Nella certificazione dei contratti di collaborazione coordinata e continuativa il lavoratore può farsi assistere da un sindacato, da un avvocato o da un consulente del lavoro. Lo prevede l’articolo 2, comma 3 del decreto legislativo 81/2015 in attuazione del Jobs act. La misura è in linea con la scelta fatto dalla legge 92/2012 che ha riconosciuto ai consulenti la possibilità di assistenza alle parti nella procedura obbligatoria collegata ai licenziamenti economici.
La prerogativa riconosciuta dal decreto legislativo 81, nei giorni scorsi, è stata criticata da Anc, associazione sindacale dei commercialisti. «Non si capisce perché - ha polemizzato Marco Cuchel, presidente di Anc- il decreto legislativo 81 esclude i commercialisti, che possono svolgere gli adempimenti in materia di lavoro in base alla legge 12/1979, dall’assistenza alle parti nella certificazione».
I consulenti non entrano in modo diretto nella polemica ma rispondono con un breve vademecum per gli iscritti su «il ruolo del consulente del lavoro nella certificazione dei contratti di collaborazione». «La norma - commenta il presidente del Consiglio nazionale, Marina Calderone - conferma l'affidabilità dalla categoria dei consulenti del lavoro nel ruolo di terzietà».

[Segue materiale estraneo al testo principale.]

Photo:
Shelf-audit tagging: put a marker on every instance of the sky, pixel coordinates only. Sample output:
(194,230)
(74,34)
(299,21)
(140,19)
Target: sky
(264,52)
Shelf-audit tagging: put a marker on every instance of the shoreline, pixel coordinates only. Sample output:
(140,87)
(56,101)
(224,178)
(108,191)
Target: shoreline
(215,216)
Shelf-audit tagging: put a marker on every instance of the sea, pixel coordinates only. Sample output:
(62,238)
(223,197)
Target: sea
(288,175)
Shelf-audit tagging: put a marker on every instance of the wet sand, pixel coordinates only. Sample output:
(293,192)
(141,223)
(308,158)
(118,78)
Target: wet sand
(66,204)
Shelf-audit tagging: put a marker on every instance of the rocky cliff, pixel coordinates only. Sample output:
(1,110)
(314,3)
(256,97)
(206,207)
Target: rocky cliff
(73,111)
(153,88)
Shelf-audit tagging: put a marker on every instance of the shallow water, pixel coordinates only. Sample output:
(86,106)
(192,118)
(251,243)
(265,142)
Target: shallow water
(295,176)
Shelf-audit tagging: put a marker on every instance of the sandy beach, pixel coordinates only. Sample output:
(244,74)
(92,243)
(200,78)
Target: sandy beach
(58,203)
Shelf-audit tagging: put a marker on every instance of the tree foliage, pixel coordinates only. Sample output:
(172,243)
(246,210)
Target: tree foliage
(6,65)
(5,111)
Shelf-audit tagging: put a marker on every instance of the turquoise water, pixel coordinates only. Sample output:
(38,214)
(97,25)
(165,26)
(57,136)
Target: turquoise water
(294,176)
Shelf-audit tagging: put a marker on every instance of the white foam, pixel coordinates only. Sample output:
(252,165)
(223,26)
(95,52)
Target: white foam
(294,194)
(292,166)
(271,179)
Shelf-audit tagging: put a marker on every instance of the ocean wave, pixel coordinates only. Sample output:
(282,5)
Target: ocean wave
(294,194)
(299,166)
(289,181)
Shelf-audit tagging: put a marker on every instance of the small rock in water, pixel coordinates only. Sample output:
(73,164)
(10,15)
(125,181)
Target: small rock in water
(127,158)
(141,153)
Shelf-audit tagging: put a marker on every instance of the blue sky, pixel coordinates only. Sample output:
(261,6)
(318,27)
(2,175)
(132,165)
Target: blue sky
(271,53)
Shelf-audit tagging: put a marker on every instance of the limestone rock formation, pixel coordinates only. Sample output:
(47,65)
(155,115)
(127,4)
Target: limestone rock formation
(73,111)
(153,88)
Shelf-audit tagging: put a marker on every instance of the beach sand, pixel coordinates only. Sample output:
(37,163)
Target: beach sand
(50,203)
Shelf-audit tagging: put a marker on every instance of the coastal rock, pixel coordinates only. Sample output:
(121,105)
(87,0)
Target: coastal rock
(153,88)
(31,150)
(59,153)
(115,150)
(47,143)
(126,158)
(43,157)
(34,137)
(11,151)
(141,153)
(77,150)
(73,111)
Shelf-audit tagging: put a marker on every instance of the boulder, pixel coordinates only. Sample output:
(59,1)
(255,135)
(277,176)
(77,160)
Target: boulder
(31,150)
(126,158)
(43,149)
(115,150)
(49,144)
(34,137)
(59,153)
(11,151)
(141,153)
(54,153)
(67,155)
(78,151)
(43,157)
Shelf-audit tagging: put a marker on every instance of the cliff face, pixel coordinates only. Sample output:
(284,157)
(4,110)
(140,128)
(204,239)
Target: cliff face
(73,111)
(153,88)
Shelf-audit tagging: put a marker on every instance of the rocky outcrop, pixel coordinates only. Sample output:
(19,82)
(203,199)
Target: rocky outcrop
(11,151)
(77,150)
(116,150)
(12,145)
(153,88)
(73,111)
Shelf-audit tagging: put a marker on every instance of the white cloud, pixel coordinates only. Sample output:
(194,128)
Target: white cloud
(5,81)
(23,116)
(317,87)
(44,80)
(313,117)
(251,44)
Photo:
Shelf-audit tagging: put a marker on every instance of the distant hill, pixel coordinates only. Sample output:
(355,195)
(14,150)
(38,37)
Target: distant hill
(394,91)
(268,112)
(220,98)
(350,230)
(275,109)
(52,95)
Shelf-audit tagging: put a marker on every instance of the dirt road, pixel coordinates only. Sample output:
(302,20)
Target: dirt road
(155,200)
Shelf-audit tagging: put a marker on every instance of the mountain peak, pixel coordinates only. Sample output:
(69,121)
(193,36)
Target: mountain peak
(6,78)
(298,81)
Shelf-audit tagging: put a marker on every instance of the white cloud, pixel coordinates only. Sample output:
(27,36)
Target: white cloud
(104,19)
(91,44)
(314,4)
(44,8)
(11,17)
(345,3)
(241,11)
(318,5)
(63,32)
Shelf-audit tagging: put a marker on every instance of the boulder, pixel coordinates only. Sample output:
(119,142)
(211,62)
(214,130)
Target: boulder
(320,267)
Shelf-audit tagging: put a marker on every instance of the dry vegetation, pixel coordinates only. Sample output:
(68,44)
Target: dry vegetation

La certificazione delle collaborazioni coordinate e continuative è affidata alle commissioni previste dall’articolo 76 del decreto legislativo 276/2003 (anche quelle degli Ordini dei consulenti); l’assistenza al lavoratore deve essere tesa a verifica la natura autonoma della prestazione. L’articolo 2 del decreto 81 specifica che dal 1° gennaio 2016 si applica la disciplina del lavoro subordinato anche ai rapporti di collaborazione che «si concretano in prestazioni di lavoro esclusivamente personali, continuative e le cui modalità di esecuzione sono organizzate dal committente anche con riferimento a i tempi e al luogo di lavoro». A questo proposito il vademecum afferma: «La previsione di vincoli d’orario per il collaboratore non è incompatibile con il lavoro coordinato e continuativo, purché tale vincolo sia necessario in funzione del coordinamento tra il collaboratore stesso e l’organizzazione produttiva del committente». Su questo punto, però, parlerà la giurisprudenza.